The remains of a sailor from Penns Valley who was killed during the Dec. 7, 1941 attack on Pearl Harbor were identified earlier this year, the Defense POW/MIA Accounting Agency wrote in a press release on Tuesday.
U.S. Navy Lt. Cmdr. Hugh R. Alexander was assigned to the battleship USS Oklahoma moored at Ford Island, Pearl Harbor, during the surprise attack by Japanese aircraft that brought about U.S. entry into World War II. Alexander, of Potters Mills, was one of 429 crewmen killed when the ship quickly capsized after sustaining multiple torpedo hits.
Alexander, who was 43 at the time, was posthumously awarded the Silver Star for his actions in saving the lives of several fellow crew members.
According to the Silver Star citation awarded to Alexander in 2018, he and others were trapped “in a compartment where portholes provided the only possible means of escape. Despite his knowledge of the desperate situation in which he was placed and with complete disregard for his own safety, Lieutenant Commander Alexander heroically went about the crowded compartment and deliberately selected the more slender of those entrapped whom he conducted to the portholes and aided them in making their escape through these narrow openings. Continuing his intrepid action until the end, Lieutenant Commander Alexander gallantly laid down his life in order that his shipmates might live.”

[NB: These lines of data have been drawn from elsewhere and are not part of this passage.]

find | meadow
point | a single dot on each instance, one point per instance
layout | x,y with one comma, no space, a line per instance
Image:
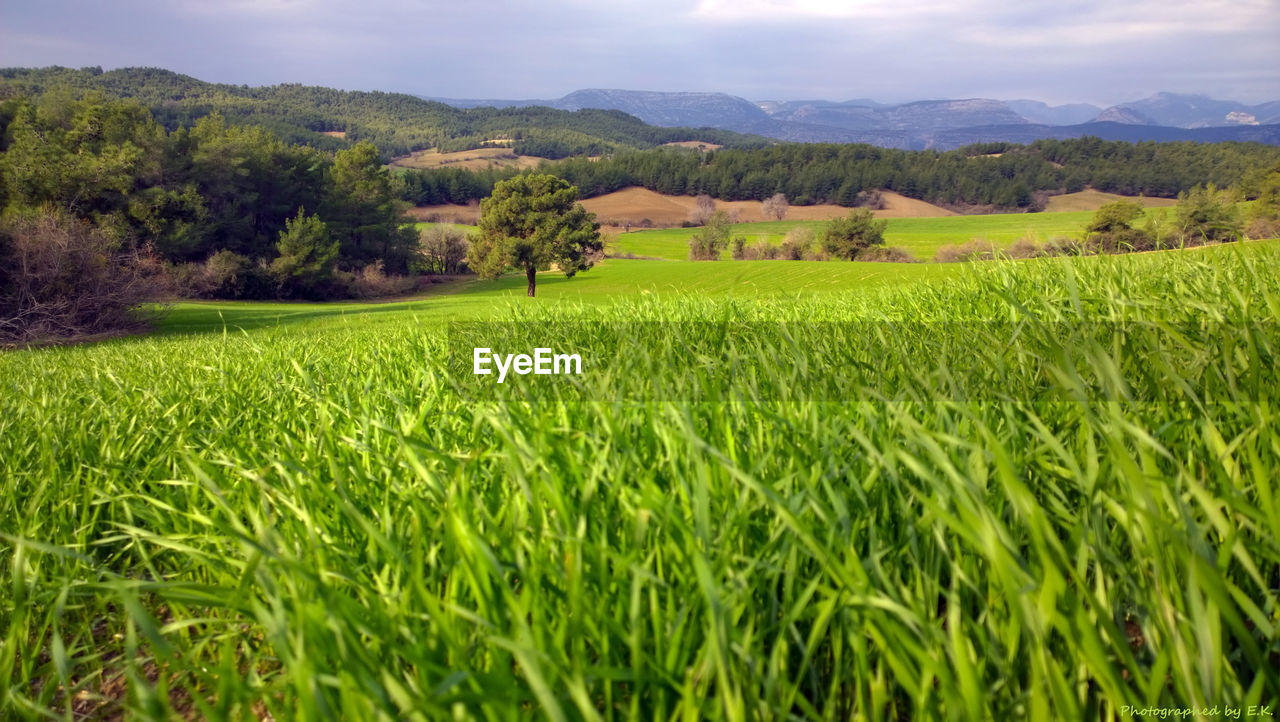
1041,489
922,237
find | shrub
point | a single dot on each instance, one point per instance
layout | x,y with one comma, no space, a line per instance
1025,248
704,206
1064,246
887,255
872,199
973,250
1207,215
796,243
846,237
775,206
62,278
373,282
707,243
440,250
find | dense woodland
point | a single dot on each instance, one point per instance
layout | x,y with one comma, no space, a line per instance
396,123
145,197
997,176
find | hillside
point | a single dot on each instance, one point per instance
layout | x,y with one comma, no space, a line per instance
396,123
928,123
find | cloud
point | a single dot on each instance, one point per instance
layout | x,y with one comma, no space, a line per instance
1069,50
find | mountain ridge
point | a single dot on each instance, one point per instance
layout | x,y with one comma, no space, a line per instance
922,123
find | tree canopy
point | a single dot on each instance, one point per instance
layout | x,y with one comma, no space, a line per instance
530,223
846,237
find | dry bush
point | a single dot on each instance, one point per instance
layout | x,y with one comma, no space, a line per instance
1262,227
817,254
1064,246
796,243
440,250
760,251
373,282
65,278
225,274
973,250
775,206
703,209
1025,248
887,255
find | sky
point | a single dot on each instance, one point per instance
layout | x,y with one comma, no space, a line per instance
1100,51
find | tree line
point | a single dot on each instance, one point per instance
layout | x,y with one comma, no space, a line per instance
992,176
96,190
397,123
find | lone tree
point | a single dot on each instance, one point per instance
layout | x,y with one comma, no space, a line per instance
531,222
846,237
776,206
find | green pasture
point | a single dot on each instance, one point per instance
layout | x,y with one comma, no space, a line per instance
782,490
920,236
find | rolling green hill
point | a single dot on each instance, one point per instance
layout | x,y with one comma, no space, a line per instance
397,123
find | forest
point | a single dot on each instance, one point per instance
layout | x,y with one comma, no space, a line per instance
983,177
397,123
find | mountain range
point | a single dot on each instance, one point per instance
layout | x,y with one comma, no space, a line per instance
931,123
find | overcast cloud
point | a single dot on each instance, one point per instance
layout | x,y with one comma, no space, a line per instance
1102,51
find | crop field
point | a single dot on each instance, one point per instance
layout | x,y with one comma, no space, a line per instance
1040,489
478,159
1091,200
635,205
920,236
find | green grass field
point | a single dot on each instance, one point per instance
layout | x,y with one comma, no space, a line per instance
781,490
920,236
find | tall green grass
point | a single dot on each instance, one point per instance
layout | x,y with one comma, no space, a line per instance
321,520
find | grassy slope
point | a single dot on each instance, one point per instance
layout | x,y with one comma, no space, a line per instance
612,282
311,520
920,236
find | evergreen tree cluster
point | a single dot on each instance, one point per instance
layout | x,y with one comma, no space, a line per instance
278,216
397,123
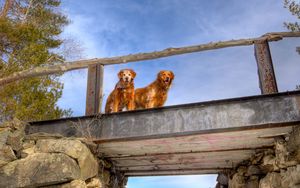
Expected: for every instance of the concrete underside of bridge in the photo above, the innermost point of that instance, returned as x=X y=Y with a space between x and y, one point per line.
x=198 y=138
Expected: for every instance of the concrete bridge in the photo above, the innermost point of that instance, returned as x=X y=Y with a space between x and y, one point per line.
x=199 y=138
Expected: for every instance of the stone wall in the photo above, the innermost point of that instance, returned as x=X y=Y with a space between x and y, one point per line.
x=277 y=167
x=42 y=160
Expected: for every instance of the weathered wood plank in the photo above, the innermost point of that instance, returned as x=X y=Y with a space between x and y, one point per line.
x=267 y=79
x=67 y=66
x=94 y=92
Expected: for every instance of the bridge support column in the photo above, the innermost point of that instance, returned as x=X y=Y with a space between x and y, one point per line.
x=267 y=80
x=94 y=93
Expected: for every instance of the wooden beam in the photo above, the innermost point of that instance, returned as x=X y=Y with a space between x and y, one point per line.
x=59 y=68
x=94 y=89
x=267 y=79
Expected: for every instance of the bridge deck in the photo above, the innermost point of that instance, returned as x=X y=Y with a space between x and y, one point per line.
x=199 y=138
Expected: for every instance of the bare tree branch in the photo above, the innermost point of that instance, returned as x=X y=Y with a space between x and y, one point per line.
x=59 y=68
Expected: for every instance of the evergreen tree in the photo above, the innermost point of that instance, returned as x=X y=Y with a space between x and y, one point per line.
x=29 y=37
x=294 y=8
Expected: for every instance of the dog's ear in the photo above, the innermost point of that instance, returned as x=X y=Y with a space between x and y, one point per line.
x=120 y=74
x=159 y=74
x=133 y=73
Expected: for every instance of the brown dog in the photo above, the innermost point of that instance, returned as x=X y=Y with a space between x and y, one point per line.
x=155 y=94
x=123 y=94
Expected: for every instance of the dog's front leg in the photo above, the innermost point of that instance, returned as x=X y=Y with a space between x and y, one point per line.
x=131 y=104
x=149 y=104
x=115 y=106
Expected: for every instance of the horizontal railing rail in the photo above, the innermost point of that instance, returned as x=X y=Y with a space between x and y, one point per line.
x=94 y=95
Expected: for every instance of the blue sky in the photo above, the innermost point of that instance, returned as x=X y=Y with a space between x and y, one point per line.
x=106 y=28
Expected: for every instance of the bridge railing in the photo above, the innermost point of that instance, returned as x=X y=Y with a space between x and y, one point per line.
x=94 y=95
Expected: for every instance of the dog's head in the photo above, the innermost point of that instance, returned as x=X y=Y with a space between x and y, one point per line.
x=126 y=75
x=165 y=77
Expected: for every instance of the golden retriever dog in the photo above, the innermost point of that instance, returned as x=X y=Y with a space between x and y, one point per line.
x=155 y=94
x=123 y=94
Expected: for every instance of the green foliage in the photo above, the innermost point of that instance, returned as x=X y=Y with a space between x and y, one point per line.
x=294 y=8
x=29 y=35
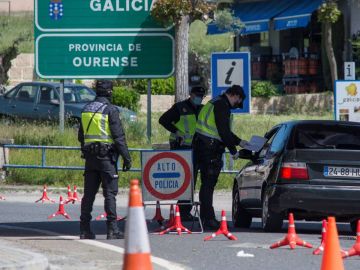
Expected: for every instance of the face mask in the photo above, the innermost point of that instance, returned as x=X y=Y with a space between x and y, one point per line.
x=197 y=100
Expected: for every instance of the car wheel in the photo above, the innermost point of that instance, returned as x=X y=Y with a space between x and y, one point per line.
x=271 y=221
x=353 y=225
x=240 y=217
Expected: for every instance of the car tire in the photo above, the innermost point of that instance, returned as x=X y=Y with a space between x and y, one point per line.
x=353 y=225
x=240 y=217
x=271 y=221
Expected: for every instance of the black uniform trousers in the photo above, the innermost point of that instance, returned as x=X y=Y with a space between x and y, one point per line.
x=185 y=206
x=99 y=171
x=208 y=157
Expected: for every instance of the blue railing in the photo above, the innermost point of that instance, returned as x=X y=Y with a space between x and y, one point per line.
x=227 y=168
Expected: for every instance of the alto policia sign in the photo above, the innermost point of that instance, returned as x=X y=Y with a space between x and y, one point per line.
x=101 y=39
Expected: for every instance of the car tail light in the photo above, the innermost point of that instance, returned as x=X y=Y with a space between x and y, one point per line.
x=294 y=170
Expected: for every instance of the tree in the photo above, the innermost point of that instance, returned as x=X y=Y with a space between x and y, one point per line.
x=181 y=13
x=328 y=14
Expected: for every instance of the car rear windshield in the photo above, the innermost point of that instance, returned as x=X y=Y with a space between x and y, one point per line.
x=326 y=136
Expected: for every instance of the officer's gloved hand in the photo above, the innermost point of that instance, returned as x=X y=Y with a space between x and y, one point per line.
x=236 y=156
x=243 y=143
x=126 y=165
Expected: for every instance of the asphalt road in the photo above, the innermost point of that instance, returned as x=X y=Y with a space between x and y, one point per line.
x=24 y=224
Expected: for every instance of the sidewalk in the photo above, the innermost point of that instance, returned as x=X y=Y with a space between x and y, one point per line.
x=12 y=257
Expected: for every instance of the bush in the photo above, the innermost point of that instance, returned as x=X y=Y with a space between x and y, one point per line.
x=263 y=89
x=126 y=97
x=158 y=86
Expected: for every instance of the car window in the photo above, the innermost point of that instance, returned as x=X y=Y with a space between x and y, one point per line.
x=278 y=141
x=47 y=94
x=319 y=136
x=26 y=93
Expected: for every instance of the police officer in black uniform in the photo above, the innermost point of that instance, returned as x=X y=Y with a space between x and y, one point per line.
x=102 y=140
x=213 y=134
x=180 y=120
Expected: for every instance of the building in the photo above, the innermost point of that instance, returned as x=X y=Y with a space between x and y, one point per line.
x=286 y=44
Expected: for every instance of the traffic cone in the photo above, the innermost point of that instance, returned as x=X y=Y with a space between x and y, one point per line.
x=45 y=197
x=176 y=224
x=137 y=247
x=323 y=237
x=158 y=217
x=331 y=259
x=291 y=238
x=75 y=196
x=104 y=215
x=222 y=230
x=70 y=197
x=61 y=210
x=355 y=249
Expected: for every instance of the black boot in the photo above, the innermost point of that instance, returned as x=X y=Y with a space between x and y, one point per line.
x=85 y=232
x=113 y=231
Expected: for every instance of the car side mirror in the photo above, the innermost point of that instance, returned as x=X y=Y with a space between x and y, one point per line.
x=247 y=154
x=54 y=102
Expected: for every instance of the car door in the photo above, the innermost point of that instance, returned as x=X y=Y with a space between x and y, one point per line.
x=23 y=103
x=47 y=106
x=269 y=157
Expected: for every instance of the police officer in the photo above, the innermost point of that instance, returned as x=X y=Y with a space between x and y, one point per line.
x=213 y=134
x=180 y=120
x=102 y=140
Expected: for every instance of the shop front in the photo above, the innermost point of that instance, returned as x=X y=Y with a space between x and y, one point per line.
x=284 y=38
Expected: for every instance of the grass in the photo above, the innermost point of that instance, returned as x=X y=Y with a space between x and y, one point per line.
x=48 y=134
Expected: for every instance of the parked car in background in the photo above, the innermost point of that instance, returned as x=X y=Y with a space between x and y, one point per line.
x=308 y=168
x=40 y=101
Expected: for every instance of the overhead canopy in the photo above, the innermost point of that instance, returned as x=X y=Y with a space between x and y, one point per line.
x=254 y=15
x=298 y=14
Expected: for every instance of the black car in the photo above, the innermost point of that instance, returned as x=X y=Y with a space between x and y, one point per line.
x=309 y=168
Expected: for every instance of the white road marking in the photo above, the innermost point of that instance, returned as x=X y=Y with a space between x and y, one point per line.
x=159 y=261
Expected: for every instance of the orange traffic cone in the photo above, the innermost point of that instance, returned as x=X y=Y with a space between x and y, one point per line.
x=158 y=217
x=355 y=249
x=291 y=238
x=137 y=247
x=75 y=196
x=70 y=197
x=332 y=256
x=45 y=197
x=177 y=224
x=222 y=230
x=104 y=215
x=323 y=237
x=61 y=210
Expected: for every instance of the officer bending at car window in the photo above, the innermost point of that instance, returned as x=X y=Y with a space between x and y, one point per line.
x=212 y=135
x=180 y=120
x=102 y=140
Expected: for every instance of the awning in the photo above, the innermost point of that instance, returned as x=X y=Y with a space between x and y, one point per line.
x=298 y=14
x=254 y=15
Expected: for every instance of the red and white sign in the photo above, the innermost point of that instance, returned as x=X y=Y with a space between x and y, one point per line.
x=167 y=175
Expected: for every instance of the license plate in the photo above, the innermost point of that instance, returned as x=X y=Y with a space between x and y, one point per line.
x=330 y=171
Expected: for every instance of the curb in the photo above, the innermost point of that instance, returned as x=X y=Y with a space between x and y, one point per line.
x=15 y=258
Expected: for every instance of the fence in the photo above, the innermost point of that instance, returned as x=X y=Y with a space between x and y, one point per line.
x=227 y=168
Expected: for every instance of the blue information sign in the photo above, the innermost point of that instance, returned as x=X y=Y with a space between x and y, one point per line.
x=228 y=69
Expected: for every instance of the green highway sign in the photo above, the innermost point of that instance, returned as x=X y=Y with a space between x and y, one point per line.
x=95 y=16
x=104 y=55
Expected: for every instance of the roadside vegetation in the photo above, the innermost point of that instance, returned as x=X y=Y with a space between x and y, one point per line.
x=48 y=134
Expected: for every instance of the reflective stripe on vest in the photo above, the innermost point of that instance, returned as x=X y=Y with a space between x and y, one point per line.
x=206 y=121
x=99 y=129
x=186 y=125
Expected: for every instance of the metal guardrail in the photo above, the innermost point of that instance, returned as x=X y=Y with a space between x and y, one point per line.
x=227 y=168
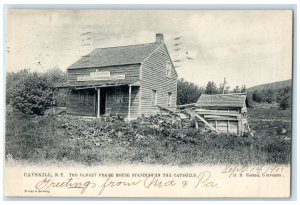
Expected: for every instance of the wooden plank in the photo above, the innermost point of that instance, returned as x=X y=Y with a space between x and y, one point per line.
x=206 y=123
x=98 y=103
x=213 y=112
x=220 y=116
x=129 y=104
x=223 y=118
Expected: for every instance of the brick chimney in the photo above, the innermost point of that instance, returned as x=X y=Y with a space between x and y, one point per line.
x=159 y=38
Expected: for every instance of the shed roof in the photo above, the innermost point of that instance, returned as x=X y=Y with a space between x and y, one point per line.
x=121 y=55
x=104 y=83
x=222 y=100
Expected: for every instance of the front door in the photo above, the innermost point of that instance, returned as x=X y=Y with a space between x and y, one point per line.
x=102 y=101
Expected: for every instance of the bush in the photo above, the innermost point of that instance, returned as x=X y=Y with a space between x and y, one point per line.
x=32 y=95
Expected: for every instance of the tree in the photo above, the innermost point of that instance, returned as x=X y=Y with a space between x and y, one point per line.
x=211 y=88
x=284 y=98
x=269 y=95
x=243 y=89
x=236 y=89
x=32 y=95
x=249 y=99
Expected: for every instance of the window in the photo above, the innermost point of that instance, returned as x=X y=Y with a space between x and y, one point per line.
x=168 y=69
x=169 y=99
x=83 y=96
x=154 y=97
x=118 y=95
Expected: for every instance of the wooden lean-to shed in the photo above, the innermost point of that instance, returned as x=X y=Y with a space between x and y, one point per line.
x=227 y=113
x=128 y=81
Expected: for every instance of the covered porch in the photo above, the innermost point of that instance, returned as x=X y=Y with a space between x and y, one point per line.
x=104 y=99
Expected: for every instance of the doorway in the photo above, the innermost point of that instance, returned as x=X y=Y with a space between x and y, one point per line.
x=102 y=101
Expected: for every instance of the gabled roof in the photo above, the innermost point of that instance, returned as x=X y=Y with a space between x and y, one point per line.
x=121 y=55
x=104 y=83
x=222 y=100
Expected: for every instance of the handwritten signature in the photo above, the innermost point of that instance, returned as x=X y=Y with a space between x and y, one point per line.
x=203 y=180
x=233 y=170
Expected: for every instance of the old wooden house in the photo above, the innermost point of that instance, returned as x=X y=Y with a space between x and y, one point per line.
x=128 y=81
x=225 y=112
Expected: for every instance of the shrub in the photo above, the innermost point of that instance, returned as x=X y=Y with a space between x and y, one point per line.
x=32 y=95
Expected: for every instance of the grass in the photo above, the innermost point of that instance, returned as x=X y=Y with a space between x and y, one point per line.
x=94 y=142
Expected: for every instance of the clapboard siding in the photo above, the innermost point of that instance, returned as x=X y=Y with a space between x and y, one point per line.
x=132 y=72
x=88 y=106
x=81 y=105
x=118 y=107
x=154 y=77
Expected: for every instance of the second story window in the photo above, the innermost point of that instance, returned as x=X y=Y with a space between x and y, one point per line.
x=169 y=99
x=168 y=69
x=154 y=97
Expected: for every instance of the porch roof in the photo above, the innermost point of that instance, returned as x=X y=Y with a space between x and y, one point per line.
x=98 y=84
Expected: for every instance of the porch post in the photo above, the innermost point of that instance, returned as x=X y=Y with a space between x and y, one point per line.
x=129 y=114
x=98 y=103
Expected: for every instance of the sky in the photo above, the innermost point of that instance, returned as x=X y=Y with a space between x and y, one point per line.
x=246 y=47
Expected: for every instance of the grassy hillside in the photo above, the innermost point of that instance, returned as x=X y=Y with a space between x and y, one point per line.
x=154 y=140
x=272 y=86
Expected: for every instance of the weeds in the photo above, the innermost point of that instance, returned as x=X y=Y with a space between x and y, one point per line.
x=95 y=142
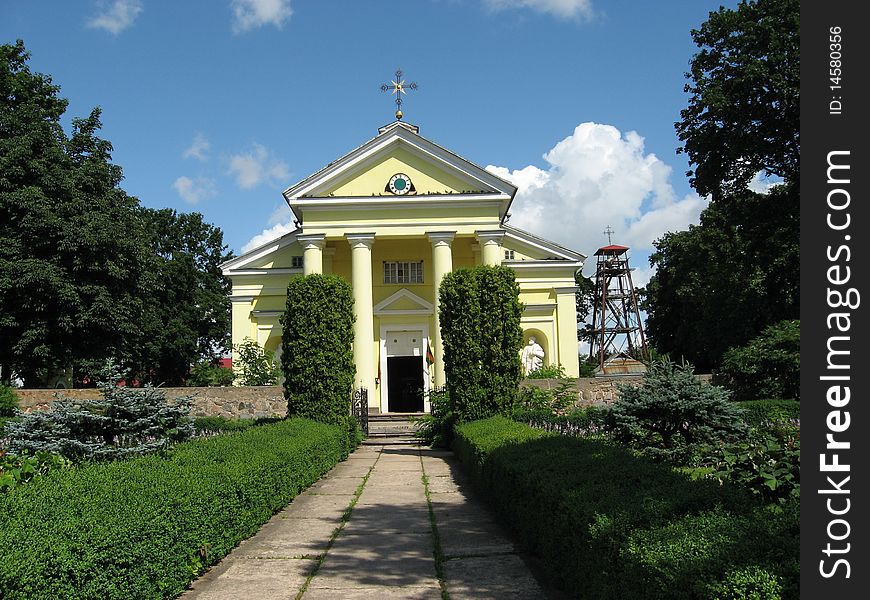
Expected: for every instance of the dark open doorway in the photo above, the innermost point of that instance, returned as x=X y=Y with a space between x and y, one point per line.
x=405 y=388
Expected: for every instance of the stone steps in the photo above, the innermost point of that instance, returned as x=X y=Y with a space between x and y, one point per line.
x=392 y=428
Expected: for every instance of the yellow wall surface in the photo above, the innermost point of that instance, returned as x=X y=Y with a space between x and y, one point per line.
x=426 y=177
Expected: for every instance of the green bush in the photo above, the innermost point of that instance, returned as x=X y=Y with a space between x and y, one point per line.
x=255 y=365
x=480 y=314
x=548 y=372
x=17 y=470
x=219 y=424
x=123 y=422
x=146 y=527
x=672 y=411
x=436 y=428
x=764 y=412
x=8 y=401
x=608 y=524
x=317 y=358
x=767 y=367
x=207 y=374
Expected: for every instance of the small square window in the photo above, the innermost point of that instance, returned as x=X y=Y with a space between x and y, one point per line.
x=403 y=271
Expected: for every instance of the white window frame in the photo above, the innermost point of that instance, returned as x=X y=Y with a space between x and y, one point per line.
x=397 y=272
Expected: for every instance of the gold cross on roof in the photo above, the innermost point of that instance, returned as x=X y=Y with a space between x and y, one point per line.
x=398 y=87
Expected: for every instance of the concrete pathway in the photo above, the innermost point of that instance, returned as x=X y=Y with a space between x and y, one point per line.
x=389 y=522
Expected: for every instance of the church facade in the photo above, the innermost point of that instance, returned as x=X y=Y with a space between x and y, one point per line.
x=393 y=217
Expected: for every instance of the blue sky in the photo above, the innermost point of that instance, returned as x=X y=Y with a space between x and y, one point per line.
x=217 y=106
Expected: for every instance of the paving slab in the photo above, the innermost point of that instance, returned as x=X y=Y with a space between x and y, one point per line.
x=386 y=547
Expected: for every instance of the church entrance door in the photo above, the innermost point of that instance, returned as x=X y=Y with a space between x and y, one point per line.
x=404 y=371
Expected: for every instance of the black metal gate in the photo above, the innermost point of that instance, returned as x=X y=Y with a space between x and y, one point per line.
x=360 y=408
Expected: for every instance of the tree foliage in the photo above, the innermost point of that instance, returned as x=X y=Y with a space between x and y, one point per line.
x=744 y=111
x=767 y=367
x=317 y=357
x=123 y=422
x=718 y=284
x=255 y=365
x=672 y=409
x=187 y=317
x=86 y=274
x=69 y=285
x=480 y=324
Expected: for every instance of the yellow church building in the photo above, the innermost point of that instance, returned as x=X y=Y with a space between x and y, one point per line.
x=393 y=217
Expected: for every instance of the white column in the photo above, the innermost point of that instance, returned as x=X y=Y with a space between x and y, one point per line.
x=312 y=256
x=363 y=326
x=490 y=243
x=442 y=263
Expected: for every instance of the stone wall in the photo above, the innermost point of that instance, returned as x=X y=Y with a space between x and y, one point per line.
x=594 y=390
x=268 y=401
x=229 y=402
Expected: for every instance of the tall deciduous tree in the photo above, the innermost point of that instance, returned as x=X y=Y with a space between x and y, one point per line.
x=186 y=318
x=69 y=285
x=720 y=283
x=744 y=111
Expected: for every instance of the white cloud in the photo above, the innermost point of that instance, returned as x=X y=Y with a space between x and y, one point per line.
x=198 y=148
x=249 y=14
x=281 y=214
x=563 y=9
x=597 y=177
x=254 y=167
x=267 y=236
x=194 y=190
x=117 y=16
x=761 y=184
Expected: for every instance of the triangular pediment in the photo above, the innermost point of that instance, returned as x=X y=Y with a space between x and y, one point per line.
x=367 y=170
x=403 y=302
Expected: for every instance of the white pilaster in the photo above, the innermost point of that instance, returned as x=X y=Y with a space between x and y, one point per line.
x=442 y=263
x=363 y=326
x=490 y=242
x=312 y=256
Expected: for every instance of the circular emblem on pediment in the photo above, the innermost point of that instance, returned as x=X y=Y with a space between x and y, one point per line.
x=400 y=184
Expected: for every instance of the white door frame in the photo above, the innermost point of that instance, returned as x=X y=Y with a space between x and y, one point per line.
x=423 y=328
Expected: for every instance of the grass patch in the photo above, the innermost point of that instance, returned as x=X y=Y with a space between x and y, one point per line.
x=146 y=527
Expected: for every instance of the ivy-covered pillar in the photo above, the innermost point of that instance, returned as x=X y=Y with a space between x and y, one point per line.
x=312 y=255
x=442 y=263
x=490 y=244
x=363 y=326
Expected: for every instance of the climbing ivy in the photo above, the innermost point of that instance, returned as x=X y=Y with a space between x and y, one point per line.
x=317 y=358
x=480 y=326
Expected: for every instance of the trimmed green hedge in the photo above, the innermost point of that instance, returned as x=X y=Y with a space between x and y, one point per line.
x=610 y=524
x=148 y=526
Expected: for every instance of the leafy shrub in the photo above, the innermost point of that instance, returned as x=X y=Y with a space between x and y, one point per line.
x=672 y=411
x=767 y=367
x=554 y=400
x=765 y=412
x=18 y=470
x=317 y=357
x=146 y=527
x=608 y=524
x=480 y=314
x=123 y=422
x=217 y=424
x=8 y=401
x=207 y=374
x=436 y=428
x=255 y=365
x=749 y=583
x=548 y=372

From December 1941 to June 1944, Navy personnel recovered the remains of the deceased crew, which were then interred in two cemeteries in Hawaii, according to the DPAA press release.
In September 1947, U.S. personnel who were tasked with recovering and identifying U.S. casualties disinterred the remains from the two cemeteries and transferred them to the Central Identification Laboratory at the Schofield Barracks on Oahu. At the time, laboratory staff could only identify 35 men from the USS Oklahoma. The American Graves Registration Service subsequently buried unidentified remains at the National Memorial Cemetery of the Pacific, known as the Punchbowl, in Honolulu.
A military board classified those who could not be identified as non-recoverable in 1949, but in 2015 the DPAA exhumed the unidentified USS Oklahoma casualties for analysis.
To identify Alexander’s remains, scientists from DPAA and the Armed Forces Medical Examiner System used anthropological, mitochondrial DNA and Y chromosome DNA analysis, according to the release.
Alexander’s name is recorded on the American Battle Monuments Commission’s Courts of the Missing at the Punchbowl, along with others who are missing from World War II. A rosette will be placed next to his name to indicate he has been accounted for.
He will be buried in San Diego at a date still to be determined.